In Italia nel primo trimestre del 2016, certifica Banca d’Italia, le PMI hanno pagato in media un tasso dell’8,26% ed del 10,38% per ottenere finanziamenti attraverso anticipo fatture, salvo buon fine ed operazioni a revoca per importi inferiori ai € 250.000. Questa però spesso non è l’unica voce di costo che una PMI deve sostenere quando si reca in banca per finanziare il capitale circolante. Infatti, come molti studi hanno ormai ampiamente dimostrato, le banche tradizionali aggiungono una serie di costi, commissioni e penali che portano il tasso ad accrescere per un valore anche fino al 4% – 6% all’anno.

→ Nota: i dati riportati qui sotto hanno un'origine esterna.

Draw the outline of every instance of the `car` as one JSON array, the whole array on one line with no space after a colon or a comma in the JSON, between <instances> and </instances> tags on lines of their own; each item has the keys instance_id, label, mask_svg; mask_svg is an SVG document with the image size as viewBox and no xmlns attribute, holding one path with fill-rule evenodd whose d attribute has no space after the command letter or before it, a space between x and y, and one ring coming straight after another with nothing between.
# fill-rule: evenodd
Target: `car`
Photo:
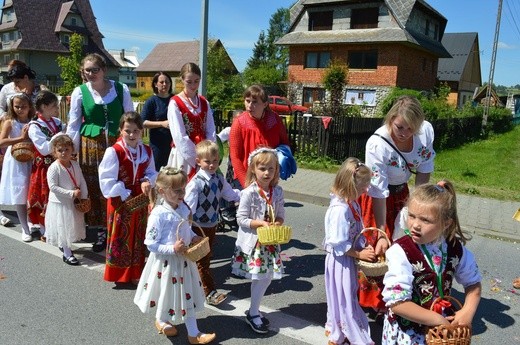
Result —
<instances>
[{"instance_id":1,"label":"car","mask_svg":"<svg viewBox=\"0 0 520 345\"><path fill-rule=\"evenodd\" d=\"M287 98L281 96L269 96L269 108L278 115L302 115L309 110L309 108L293 104Z\"/></svg>"}]
</instances>

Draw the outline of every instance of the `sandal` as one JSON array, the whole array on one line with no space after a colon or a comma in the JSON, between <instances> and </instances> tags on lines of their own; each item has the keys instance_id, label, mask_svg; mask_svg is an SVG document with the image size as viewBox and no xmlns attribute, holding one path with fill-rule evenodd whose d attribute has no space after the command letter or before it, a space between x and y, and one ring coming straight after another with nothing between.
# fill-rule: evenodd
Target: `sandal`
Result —
<instances>
[{"instance_id":1,"label":"sandal","mask_svg":"<svg viewBox=\"0 0 520 345\"><path fill-rule=\"evenodd\" d=\"M206 296L206 303L209 305L219 305L227 298L227 294L213 290Z\"/></svg>"},{"instance_id":2,"label":"sandal","mask_svg":"<svg viewBox=\"0 0 520 345\"><path fill-rule=\"evenodd\" d=\"M515 289L520 289L520 277L518 277L515 280L513 280L513 287Z\"/></svg>"},{"instance_id":3,"label":"sandal","mask_svg":"<svg viewBox=\"0 0 520 345\"><path fill-rule=\"evenodd\" d=\"M177 328L170 322L164 322L164 324L161 325L161 322L155 320L155 328L157 328L159 334L164 334L167 337L175 337L177 335Z\"/></svg>"}]
</instances>

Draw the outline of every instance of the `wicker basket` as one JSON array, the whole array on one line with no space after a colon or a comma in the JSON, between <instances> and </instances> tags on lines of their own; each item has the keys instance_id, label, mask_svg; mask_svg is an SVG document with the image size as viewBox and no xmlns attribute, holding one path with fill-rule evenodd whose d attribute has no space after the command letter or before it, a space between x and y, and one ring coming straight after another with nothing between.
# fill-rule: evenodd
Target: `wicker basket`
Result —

Diversificazione e decorrelazione

L’inserimento di una quota di crediti commerciali nel portafoglio consente di diversificare il rischio e ne attenua la volatilità. I tassi di interesse applicati ad operazioni autoliquidanti infatti, come si evince dal tool Base Dati Statistica fornito da Banca d’Italia, presentano un andamento quasi totalmente decorrelato dai mercati finanziari, oscillando in maniera strutturale tra il 7% ed il 9%. Ciò garantisce agli investitori un ritorno stabile nel tempo.

Bassa duration

Seppur allo stato attuale non esiste un mercato secondario dei crediti commerciali, che pertanto non sono immediatamente liquidabili, la loro duration è molto bassa: in media tra i 60 e 90 giorni. Se comparati ad asset class di pari durata, risulta evidente l’appetibilità di questa nuova forma di investimento.